Received in a reading, Gèn invites an active pause. Not passivity; a deliberate halt that lets outer motion do its work without us stirring it more.
As upper trigram
When the Mountain is above, it sets a limit: a context that says "this far". A frame, a boundary, a wall that can be master. An invitation to modesty.
As lower trigram
When the Mountain is below, it is the subject who must anchor themselves. Hold firm, do not get swept away, keep one's ground.
Hexagrams where it appears
This trigram enters 16 of the 64 hexagrams — 8 times as lower, 8 times as upper. The 8 pure hexagrams (where it is doubled) are flagged.
Frequently asked
- Is the Yi Jing's stillness resignation?

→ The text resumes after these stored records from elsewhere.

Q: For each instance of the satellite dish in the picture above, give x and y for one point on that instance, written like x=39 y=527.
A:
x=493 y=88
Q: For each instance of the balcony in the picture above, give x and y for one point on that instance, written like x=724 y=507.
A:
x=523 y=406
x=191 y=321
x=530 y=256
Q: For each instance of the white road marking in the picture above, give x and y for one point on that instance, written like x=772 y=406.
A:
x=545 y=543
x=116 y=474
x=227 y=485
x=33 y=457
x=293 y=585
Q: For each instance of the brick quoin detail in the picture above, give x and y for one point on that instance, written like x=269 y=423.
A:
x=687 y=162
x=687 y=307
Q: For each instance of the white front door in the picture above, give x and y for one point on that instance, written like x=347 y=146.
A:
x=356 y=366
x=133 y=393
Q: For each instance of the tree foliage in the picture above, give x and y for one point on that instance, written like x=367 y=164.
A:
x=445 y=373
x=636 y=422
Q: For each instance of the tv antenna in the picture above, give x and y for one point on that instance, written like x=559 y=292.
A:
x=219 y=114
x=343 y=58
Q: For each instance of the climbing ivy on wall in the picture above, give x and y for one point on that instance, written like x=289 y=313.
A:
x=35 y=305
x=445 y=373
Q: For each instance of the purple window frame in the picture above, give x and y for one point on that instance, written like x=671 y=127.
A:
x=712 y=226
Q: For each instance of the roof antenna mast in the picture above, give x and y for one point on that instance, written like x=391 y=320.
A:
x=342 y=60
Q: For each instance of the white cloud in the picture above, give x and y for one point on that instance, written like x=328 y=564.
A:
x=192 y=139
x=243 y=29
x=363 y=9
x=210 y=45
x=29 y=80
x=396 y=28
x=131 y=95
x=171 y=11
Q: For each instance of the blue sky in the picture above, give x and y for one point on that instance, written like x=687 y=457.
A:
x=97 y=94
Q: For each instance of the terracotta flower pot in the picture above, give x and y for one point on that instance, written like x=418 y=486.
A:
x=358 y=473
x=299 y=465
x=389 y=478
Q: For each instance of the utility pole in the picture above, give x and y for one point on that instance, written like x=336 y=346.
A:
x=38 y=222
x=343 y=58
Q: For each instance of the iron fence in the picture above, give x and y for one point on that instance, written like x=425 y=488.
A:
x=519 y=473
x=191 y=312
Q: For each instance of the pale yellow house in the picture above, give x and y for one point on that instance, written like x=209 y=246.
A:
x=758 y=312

- No, exactly the opposite. Resignation endures; Gèn's stillness chooses. To hold is an act. Tradition opposes the still to the dilettante — the one who wants everything without ever holding to anything. Gèn is the antidote to dispersion, not to action.
- What link between Gèn and meditative practice?
- Very close. All the Chinese Taoist and Buddhist commentaries saw in Gèn the cosmic figure of meditation: the body seated, still, attentive. It is no coincidence that the image commentary says "the sage holds his thought in its dwelling". To meditate is to camp on Gèn.